Thankfully, I wasn’t at all disappointed. All of her subsequent accomplishments can be easily spotted in the pages of this first sampling of her art. As much as the term can annoy me with its ability to reduce a larger work into some easily pocketable catch-phrase, The Lying Days is a coming-of-age novel. Our narrator Helen will grow up in these pages, discover herself, discover the world and come to contemplate her own substance.

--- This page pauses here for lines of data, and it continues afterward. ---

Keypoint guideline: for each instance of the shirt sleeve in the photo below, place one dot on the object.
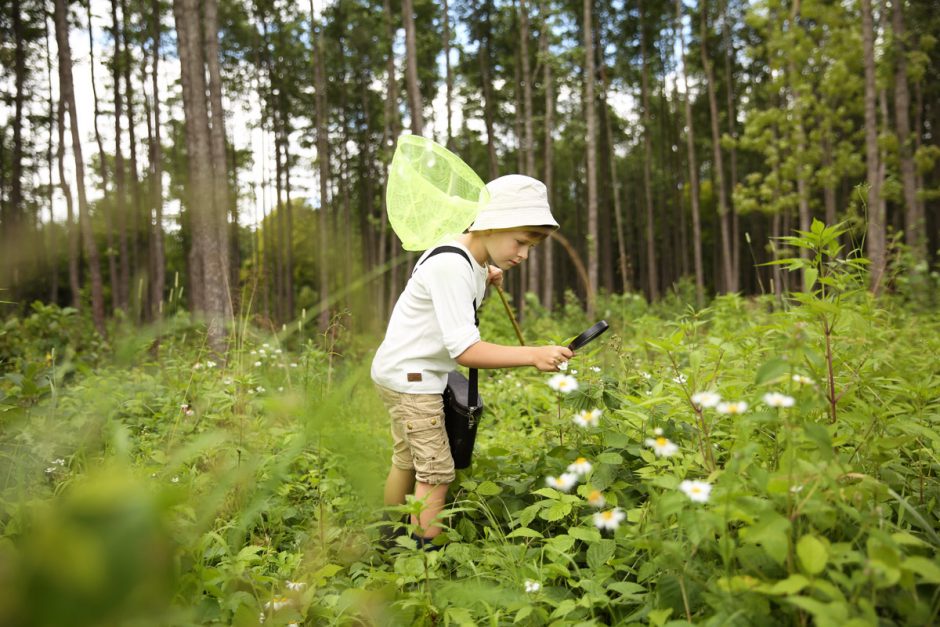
(449, 282)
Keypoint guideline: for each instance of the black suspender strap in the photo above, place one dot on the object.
(472, 392)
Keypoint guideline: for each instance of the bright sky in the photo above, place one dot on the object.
(243, 114)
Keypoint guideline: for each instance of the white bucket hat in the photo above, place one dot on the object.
(515, 201)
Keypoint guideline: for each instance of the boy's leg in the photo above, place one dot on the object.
(398, 485)
(435, 496)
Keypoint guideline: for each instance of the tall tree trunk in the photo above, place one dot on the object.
(157, 255)
(72, 227)
(14, 225)
(52, 249)
(136, 203)
(411, 68)
(220, 168)
(914, 235)
(622, 260)
(67, 92)
(323, 160)
(652, 273)
(449, 80)
(389, 137)
(207, 238)
(733, 132)
(548, 261)
(730, 282)
(485, 54)
(693, 168)
(107, 212)
(591, 158)
(876, 219)
(120, 190)
(802, 188)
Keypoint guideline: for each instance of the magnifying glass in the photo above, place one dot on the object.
(580, 341)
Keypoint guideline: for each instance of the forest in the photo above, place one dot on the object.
(196, 265)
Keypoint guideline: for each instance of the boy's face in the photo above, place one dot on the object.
(510, 248)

The novel begins with a vivid evocation of both transgression and trespass. Young Helen, maybe 7 or 8, quarrels with her mother and as a result ventures out of her safe white community into the roiling and colorful atmosphere of a nearby township. This first voyage into a place she should not be is a visceral experience for our narrator, both frightening and exciting, that serves as a template for the rest of the novel – the sensual and intellectual delight of contravention.
Gordimer is interested in the space where the political and the emotional interact. This is where her characters really come to life. This first novel makes that very clear. However, it doesn’t merge the two as seamlessly as most of her later work. But what The Lying Days does reveal, quite splendidly, is Gordimer’s uncanny perception into those unique moments of human interaction.
I could nearly pick a page at random and find something similar but this particular passage struck me – these lines come from when Helen has left her family and set up a new life in Johannesburg:
So I, who had inherited no God, made my mystery and my reassurance out of human love; as if the worship of love in some aspect is something without which the human condition is intolerable and terrifying, and humans will fashion it for their protection out of whatever is in their lives as birds will use string and bits of wool to make a nest in the city where there are no reeds.
Where the first sections of the book remain subtly political, the second half is intensely so. Helen becomes involved with a man who is passionately fighting against the newly elected National Party and their policy of apartheid. These sections do lose some of “Helen’s story” in a larger sense but they are still quite fascinating. And the events she witnesses shape her as much as her love affair and her friendships. By the end of the book, Helen has become a complicated character who comes into her own both powerfully and honestly.